Halwai December 18, 2024

Ingredients:

• 1/4 cup – split peas cooked with enough water so that you have about 2 cups of liquid remaining after cooking
• 1 tbsp – rasam powder
• 2 green chillies, sliced
• 1 sprig Curry leaves
• 8 Cloves garlic, thinly sliced
• 1 large tomato, diced
• 1/2 Lemon – juice
• 1 tsp – canola or other vegetable oil
• 1 tsp – Mustard Seeds
• A pinch of asafetida (hing)
• 2 tbsp – cilantro, chopped, for garnish

Method:

  1. Heat the oil in a saucepan.
  2. Add the hing and mustard seeds.
  3. When the mustard splutters, add the garlic.
  4. Stir the garlic around for a minute or until it turns a light golden-brown.
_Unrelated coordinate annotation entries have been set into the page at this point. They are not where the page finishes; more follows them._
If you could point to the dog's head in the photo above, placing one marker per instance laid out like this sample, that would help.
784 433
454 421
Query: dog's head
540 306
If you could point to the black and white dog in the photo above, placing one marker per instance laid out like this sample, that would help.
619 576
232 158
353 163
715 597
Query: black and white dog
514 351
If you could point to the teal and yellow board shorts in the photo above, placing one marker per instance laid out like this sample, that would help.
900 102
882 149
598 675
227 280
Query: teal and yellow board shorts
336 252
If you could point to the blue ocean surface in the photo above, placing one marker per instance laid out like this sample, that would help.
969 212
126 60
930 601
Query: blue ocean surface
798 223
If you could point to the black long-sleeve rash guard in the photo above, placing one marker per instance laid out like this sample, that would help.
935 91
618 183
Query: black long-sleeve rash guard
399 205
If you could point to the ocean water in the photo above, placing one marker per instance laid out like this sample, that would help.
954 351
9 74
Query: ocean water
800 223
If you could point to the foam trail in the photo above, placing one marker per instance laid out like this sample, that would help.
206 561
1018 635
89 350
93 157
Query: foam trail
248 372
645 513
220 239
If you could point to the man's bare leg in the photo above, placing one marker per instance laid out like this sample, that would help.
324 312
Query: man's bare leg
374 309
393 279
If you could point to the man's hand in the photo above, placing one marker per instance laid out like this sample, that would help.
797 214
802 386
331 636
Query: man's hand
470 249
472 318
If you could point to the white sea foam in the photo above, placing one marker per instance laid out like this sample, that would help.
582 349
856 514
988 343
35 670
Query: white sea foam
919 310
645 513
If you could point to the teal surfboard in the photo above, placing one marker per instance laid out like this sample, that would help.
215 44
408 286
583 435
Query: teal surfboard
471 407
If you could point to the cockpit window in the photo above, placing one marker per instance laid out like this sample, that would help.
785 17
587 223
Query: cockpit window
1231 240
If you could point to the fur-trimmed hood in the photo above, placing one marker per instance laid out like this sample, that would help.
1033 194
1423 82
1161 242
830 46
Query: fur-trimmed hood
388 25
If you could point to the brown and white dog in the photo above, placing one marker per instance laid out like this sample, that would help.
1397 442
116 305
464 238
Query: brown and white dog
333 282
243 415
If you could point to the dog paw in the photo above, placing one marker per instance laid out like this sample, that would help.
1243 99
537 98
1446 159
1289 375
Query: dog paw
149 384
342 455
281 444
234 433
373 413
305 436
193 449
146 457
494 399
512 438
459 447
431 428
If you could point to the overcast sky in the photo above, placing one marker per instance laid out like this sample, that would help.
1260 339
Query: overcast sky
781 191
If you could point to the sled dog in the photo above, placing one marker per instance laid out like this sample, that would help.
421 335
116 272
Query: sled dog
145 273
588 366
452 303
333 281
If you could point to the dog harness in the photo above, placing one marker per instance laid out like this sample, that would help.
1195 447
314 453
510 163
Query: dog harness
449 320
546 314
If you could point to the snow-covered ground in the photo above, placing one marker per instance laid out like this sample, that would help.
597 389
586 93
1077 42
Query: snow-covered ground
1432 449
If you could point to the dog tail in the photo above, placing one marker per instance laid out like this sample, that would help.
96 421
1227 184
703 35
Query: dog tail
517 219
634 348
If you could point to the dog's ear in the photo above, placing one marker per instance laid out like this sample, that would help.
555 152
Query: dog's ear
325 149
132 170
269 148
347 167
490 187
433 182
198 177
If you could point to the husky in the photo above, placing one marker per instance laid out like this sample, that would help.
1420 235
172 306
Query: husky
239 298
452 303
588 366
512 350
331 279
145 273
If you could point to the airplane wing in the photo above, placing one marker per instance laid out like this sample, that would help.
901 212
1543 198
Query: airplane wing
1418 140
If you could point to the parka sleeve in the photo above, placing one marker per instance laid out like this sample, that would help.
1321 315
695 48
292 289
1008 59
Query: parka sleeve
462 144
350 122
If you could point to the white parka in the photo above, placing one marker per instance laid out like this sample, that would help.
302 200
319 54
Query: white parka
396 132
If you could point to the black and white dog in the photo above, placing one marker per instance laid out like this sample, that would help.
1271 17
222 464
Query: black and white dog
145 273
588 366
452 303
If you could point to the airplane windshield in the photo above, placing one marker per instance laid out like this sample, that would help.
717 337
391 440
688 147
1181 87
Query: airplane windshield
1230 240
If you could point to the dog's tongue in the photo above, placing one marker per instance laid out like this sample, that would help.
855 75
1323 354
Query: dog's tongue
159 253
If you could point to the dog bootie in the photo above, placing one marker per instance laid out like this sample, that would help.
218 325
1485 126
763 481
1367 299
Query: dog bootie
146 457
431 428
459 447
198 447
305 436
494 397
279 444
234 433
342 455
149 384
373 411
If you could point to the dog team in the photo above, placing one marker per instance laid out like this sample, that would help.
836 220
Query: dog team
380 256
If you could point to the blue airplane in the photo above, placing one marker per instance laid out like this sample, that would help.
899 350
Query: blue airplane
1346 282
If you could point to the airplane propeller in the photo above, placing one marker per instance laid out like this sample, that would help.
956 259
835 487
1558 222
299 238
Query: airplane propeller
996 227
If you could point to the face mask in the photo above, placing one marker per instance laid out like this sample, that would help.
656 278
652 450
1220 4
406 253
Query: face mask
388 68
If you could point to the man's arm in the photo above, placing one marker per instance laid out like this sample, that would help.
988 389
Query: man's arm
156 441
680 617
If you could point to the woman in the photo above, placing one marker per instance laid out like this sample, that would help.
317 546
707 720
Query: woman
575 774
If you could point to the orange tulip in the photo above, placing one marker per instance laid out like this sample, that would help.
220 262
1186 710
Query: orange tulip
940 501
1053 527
Do not allow it to get too dark as it will turn bitter.
  5. Add curry leaves, green chillies, and tomato.
  6. Cook until the tomato begins to break down.
  7. Add the rasam powder and cook for a minute.
  8. Add the lentils and the cooking liquid.
  9. Add salt and allow the rasam to come to a boil.
  10. Lower the heat and simmer on a low flame about 10 minutes.
  11. Add the lemon juice.
  12. Check salt and turn off heat.
  13. Garnish with cilantro.
  14. Serve hot with rice or just by itself, like a soup.